チェルシー内紛の舞台裏…なぜダビド・ルイスはコンテ監督に疎まれてしまったのか

2017年11月08日 サッカーダイジェストWeb編集部

みずから仲裁役を買って出たルイスだったが…

重要なユナイテッド戦でスタンド観戦を余儀なくされたダビド・ルイス。試合後は沈黙を守っているが、その心中やいかに!? (C)Getty Images

 昨シーズンのプレミアリーグ王者チェルシーが、風雲急を告げている。
 
 日曜日のマンチェスター・ユナイテッド戦を1-0でモノにしてなんとか優勝戦線に踏みとどまったが、試合翌日には長らく強化部門のトップを務めてきたマイケル・エメナロが辞意を表明。依然としてチームとアントニオ・コンテ監督に対する懐疑的な見方が大勢を占め、なにより英メディアを騒がせているのが、指揮官と守備の要であるダビド・ルイスの冷え切った関係だ。
 
 事の発端はどこにあったのか。

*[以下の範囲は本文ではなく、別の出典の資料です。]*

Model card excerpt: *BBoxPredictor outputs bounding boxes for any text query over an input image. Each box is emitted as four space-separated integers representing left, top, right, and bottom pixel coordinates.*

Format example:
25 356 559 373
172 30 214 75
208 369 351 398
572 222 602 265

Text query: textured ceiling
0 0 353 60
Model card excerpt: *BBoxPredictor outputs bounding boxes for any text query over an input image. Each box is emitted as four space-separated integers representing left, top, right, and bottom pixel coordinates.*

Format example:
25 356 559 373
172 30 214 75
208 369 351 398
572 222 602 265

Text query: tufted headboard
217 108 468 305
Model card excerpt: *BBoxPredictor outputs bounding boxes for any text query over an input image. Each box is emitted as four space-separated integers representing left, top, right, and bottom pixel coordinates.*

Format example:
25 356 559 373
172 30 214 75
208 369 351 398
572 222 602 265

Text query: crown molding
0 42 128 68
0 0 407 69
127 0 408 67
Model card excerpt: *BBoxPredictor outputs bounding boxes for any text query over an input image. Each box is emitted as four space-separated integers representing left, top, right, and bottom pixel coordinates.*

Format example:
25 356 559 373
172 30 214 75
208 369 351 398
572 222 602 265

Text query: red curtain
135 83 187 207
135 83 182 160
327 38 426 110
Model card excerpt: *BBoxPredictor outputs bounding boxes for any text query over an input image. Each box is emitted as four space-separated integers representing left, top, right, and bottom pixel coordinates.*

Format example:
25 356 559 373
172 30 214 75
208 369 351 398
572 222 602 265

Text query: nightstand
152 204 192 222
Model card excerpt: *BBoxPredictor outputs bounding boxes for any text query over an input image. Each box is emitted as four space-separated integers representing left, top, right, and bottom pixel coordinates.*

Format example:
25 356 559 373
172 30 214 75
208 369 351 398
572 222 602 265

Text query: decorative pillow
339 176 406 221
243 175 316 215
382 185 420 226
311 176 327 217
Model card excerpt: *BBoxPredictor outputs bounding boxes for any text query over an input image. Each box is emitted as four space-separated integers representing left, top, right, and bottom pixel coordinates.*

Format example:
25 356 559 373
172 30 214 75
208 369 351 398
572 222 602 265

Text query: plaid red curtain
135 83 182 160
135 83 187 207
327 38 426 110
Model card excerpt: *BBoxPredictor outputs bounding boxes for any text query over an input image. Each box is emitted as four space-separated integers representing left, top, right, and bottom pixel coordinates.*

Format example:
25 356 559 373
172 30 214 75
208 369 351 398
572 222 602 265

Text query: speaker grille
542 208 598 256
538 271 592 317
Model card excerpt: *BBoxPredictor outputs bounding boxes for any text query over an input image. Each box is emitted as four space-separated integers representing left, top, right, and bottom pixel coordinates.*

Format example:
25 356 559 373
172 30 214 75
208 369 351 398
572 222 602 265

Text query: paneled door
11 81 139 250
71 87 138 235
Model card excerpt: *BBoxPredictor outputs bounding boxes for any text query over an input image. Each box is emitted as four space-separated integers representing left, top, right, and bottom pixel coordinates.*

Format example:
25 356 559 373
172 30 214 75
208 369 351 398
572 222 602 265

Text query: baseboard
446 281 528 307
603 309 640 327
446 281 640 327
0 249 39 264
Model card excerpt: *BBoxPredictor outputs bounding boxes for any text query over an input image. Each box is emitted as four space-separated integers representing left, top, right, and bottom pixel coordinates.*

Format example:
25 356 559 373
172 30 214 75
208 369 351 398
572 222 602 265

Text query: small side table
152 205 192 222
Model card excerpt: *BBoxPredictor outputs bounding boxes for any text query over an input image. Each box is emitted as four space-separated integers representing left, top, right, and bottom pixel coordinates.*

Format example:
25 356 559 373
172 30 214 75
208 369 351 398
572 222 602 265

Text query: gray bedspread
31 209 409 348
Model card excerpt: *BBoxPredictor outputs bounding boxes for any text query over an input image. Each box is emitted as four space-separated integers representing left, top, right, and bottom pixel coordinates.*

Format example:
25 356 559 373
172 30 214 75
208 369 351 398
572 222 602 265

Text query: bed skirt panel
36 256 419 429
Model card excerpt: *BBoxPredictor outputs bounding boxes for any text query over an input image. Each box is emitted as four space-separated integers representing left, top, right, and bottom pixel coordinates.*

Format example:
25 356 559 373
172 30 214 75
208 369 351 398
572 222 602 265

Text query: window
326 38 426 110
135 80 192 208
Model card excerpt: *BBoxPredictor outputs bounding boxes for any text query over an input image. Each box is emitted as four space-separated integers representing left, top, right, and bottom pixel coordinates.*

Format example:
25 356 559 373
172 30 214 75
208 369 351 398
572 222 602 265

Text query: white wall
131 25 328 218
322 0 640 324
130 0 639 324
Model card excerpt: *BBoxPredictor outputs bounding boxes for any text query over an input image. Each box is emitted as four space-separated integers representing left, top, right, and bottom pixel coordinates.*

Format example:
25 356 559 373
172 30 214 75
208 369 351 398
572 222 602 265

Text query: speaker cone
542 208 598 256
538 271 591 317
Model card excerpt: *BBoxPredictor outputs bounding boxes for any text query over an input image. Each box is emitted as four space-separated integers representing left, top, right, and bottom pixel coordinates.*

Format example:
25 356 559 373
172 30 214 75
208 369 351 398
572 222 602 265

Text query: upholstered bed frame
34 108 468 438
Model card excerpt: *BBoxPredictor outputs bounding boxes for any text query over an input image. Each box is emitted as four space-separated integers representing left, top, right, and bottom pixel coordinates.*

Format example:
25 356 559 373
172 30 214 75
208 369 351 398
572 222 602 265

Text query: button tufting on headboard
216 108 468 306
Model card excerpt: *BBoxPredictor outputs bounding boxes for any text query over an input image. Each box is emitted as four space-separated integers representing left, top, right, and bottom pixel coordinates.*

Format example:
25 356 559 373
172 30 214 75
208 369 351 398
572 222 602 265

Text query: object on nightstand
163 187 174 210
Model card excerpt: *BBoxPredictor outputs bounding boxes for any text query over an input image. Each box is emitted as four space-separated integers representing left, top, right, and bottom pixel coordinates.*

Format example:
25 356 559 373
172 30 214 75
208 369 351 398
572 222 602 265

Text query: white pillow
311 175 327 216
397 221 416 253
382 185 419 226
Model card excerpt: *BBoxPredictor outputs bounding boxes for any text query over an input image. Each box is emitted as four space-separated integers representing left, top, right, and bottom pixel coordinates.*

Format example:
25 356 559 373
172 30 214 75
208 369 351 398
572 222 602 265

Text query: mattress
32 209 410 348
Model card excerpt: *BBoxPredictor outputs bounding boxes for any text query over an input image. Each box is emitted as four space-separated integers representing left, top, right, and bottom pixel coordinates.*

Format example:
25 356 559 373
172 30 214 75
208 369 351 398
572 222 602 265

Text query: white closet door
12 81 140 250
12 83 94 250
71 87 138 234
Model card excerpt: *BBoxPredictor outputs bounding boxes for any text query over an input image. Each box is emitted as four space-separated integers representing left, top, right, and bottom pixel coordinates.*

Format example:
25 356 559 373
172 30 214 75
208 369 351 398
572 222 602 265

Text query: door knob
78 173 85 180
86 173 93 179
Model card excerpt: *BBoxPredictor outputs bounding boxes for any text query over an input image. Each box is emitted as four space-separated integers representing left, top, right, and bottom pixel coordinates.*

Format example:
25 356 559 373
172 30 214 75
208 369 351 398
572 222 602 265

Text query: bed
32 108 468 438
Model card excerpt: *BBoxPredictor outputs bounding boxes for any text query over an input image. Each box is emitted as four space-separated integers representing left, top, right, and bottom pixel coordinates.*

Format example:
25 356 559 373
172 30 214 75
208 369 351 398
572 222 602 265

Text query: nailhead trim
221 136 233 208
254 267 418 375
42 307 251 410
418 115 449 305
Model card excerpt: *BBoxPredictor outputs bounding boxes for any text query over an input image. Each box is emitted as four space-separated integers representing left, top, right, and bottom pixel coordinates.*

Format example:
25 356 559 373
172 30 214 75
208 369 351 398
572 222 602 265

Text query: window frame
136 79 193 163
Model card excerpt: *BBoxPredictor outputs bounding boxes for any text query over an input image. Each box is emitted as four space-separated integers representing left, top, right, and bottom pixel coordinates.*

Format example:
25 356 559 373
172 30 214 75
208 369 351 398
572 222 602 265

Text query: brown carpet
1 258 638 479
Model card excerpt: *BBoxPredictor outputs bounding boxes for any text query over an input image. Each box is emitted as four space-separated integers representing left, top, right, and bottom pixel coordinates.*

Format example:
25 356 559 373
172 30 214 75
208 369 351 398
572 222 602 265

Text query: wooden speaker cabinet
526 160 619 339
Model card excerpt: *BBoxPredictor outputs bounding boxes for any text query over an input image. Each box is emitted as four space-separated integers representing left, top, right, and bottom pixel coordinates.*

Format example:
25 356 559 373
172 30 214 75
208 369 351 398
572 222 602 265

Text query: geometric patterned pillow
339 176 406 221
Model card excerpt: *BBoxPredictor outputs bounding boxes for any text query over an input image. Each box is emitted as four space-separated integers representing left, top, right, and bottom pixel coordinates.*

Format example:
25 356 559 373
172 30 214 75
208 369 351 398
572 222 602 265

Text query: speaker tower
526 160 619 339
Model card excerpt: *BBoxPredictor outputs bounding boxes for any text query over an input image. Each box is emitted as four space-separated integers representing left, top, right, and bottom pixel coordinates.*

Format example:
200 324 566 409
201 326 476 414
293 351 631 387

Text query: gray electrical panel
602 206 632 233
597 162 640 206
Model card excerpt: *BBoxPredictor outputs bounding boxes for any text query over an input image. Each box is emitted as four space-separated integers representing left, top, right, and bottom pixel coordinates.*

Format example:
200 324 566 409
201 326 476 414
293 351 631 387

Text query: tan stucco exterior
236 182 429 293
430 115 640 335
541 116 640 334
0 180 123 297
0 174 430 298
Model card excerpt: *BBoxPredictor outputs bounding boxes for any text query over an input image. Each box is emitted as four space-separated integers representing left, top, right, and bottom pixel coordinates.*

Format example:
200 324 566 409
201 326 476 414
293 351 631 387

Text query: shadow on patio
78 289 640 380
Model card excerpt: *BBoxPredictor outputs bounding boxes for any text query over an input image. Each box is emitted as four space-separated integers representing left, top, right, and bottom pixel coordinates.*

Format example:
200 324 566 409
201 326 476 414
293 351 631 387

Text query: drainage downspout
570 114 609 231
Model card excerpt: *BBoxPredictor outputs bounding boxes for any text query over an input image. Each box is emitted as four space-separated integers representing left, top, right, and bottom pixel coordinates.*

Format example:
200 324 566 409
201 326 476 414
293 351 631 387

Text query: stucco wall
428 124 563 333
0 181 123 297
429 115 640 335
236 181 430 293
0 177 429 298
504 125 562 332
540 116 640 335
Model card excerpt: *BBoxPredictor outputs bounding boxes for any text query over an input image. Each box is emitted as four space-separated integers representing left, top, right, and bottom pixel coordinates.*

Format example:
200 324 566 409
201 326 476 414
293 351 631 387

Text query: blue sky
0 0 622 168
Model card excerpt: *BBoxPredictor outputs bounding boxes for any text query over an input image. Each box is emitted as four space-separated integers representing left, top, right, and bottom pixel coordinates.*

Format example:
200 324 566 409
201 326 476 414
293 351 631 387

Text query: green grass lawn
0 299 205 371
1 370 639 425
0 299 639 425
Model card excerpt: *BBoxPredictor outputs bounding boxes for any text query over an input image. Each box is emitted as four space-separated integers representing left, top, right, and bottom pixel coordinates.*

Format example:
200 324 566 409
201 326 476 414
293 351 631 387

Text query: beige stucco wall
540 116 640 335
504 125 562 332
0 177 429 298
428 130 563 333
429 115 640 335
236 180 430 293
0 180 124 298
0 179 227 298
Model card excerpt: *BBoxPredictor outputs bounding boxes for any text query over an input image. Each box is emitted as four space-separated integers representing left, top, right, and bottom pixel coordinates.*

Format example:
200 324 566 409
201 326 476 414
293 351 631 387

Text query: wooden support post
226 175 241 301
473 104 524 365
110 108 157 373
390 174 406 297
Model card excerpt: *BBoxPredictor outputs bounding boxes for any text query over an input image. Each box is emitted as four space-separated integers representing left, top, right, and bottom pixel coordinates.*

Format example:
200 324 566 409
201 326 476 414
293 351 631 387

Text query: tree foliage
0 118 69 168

高級紙『The Times』は、昨シーズン途中のルイスが取った行動が問題視されたのではないかと見ている。コンテ監督と衝突を繰り返していた親友ジエゴ・コスタの間に入り、みずから望んで仲裁役を買って出たルイス。だがこれが裏目に出たようだ。イタリア人指揮官は「ルイスはコスタの味方」と見なし、それ以来、距離を置くようになったという。コスタは今シーズン開幕後に事実上の飼い殺しとなり、年明け1月1日に古巣アトレティコ・マドリーへ完全移籍することが決まっている。
 
 鬱積していたコンテ監督のフラストレーションが爆発したのが、先週水曜日のチャンピオンズ・リーグ4節、ASローマ戦の翌日だ。0-3の完敗を喫した試合でのルイスのパフォーマンスと反抗的な態度に対し、激しく叱責。その2週間前の同3節、同じローマ戦(3-3)で57分に交代を命じられた時もルイスは悪態をついたとされており、指揮官は我慢の限界に達したのかもしれない。
 
 そしてマンチェスター・U戦で、ルイスはベンチ入りさえ許されず、スタンド観戦を強いられた。コンテ監督は試合後、「あくまで戦術的な理由でメンバー外としたが、彼は努力をしなければならない。でなければ今後もベンチに座るかスタンドで試合を見ることになるだろう」と突き放したのだ。
 
 エゴイスティックな一面を覗かせるコンテ監督に警鐘を鳴らすのが、英衛星放送『Sky Sports』で解説を務める元イングランド代表DF、ガリー・ネビルだ。
 
「ロッカールームでのダビド・ルイスの影響力をまるで考えていない。もしこの先の2~3週間も彼をベンチやスタンドに追いやるなら、コンテはみずからの首を絞めることになるだろう。チェルシーが失点を喫するたびに、テレビカメラはルイスの表情を映し出すのだから。ジョン・テリーが干された時と同じだ」
 
 加えて、ルイスはロマン・アブラモビッチ・オーナーのお気に入りときている。元ブラジル代表DFは沈黙を守っているが、この絶望的な状況が続くようなら、退団の意思を固めるだろう。
 
 大一番に勝利しても、不穏な空気を拭えないブルーズ。過去の事例を遡るまでもなく、政権交代の匂いがプンプンと漂ってきた。